Quid de la souscription des polices et de la gestion des sinistres ?
Chaque membre assureur ayant un besoin de couverture nucléaire (de la petite police source à la couverture RC d’une grande centrale) demande le support d’Assuratome. Au sein du pool, Axa XL est actuellement le principal fronteur à opérer sur la RC nucléaire 100% réassurée par Assuratome, grâce à notre expertise (connaissance de ce type risque, capacité de gestion de crise à grande échelle, plateforme de gestion de sinistres, etc) en la matière.
Pour autant, les équipes d’Assuratome ont, elles aussi, une solide expertise technique et commerciale qui permet si besoin de soutenir la cédante, d’une part sur les polices et les programmes qu’elle souhaite mettre en place et d’autre part sur la gestion des sinistres. Autour d’Henri Gurs, son directeur général, les souscripteurs et juristes d’Assuratome sont pour la plupart de grands sachants issus de la filière sous-marine, avec une très forte expertise et une grande proximité avec l’ASN.
Quel est aujourd’hui le niveau d’échange entre pools à travers le monde ?
Même sur ce type de données extrêmement sensibles, la communauté arrive à générer du "knowledge" autour du risque nucléaire, à anticiper de nouveaux risques et à aboutir à des accords de bonnes pratiques. C’est notamment le retour d’expérience de Fukushima qui a permis de reconfigurer le calibrage de la convention de Paris au regard des préjudices.
Certains pools sont très différents, avec des structures qui n’achètent que de la réassurance sans prendre de parts. Assuratome est par exemple le plus gros pool d’Europe continental (qui fait la part belle à la co-réassurance), devant le Nuklearpool suisse. On trouve encore d’autres formes de groupements, notamment au Royaume-Uni où le Nuclear Risk Insurers (NRI) est un agent souscripteur et c’est encore différent aux États-Unis.
Quels sont aujourd’hui les objectifs de développement d’Assuratome ? Le pool a-t-il vocation à grossir davantage ?
L’objectif d’un pool comme Assuratome est d’accompagner la transition énergétique du pays et garantir que les installations fonctionnent.

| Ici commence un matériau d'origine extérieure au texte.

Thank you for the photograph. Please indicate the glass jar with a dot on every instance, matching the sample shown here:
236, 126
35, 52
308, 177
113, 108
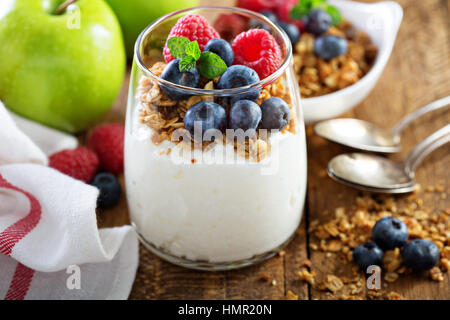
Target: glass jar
219, 204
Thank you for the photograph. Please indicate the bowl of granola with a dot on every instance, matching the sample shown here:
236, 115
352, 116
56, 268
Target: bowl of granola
340, 48
330, 88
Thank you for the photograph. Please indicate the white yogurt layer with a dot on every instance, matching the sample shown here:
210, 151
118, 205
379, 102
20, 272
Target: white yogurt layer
214, 211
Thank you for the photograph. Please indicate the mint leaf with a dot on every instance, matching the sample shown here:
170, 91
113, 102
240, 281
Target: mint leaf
187, 64
177, 46
193, 50
211, 65
302, 9
334, 13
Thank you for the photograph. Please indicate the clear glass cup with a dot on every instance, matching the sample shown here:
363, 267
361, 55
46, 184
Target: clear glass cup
216, 205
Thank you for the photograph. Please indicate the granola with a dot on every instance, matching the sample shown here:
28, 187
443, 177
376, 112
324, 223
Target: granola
351, 226
317, 77
164, 115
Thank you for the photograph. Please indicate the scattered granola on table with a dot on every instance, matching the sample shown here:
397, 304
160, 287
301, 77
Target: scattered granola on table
351, 226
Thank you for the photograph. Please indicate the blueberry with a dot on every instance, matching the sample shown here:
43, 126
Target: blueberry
291, 30
239, 76
110, 189
245, 115
172, 74
210, 115
420, 254
256, 24
329, 47
318, 22
275, 114
222, 48
367, 254
390, 233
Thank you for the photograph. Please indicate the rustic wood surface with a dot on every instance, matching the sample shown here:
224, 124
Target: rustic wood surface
418, 72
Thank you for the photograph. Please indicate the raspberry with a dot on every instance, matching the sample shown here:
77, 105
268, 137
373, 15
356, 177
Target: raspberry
195, 28
107, 142
283, 11
257, 49
80, 163
256, 5
230, 25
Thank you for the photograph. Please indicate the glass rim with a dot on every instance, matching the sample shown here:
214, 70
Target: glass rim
224, 92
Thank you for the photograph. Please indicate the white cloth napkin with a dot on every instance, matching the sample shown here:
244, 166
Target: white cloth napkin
50, 246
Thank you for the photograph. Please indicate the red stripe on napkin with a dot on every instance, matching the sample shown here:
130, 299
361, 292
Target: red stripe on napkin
20, 283
15, 232
23, 275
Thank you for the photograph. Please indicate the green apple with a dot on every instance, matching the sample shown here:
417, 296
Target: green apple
63, 69
135, 15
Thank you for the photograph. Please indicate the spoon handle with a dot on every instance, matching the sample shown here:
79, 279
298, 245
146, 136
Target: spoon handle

Aujourd’hui, s’il n’y a pas de pool pour faire face à une exposition de RC à plus de 700M d’euros, les centrales ne tourneraient pas. Ensuite, quand l’État français ambitionne de développer des EPR avancés et des petits réacteurs SMR, nous devons nous préparer à de nouveaux profils de risques des actifs assurables. Il en va de même avec la question de la prolongation de la durée de vie de certaines centrales.
Ce plan est stimulant pour Assuratome qui va devoir également regarder de près un autre sujet corollaire sur la filière nucléaire. En effet, chaque sous-traitant, prestataire ou entité qui va vouloir contribuer à cet écosystème cherche dès aujourd’hui à staffer ses équipes rapidement et ce mouvement va lui aussi alimenter le risque RC nucléaire.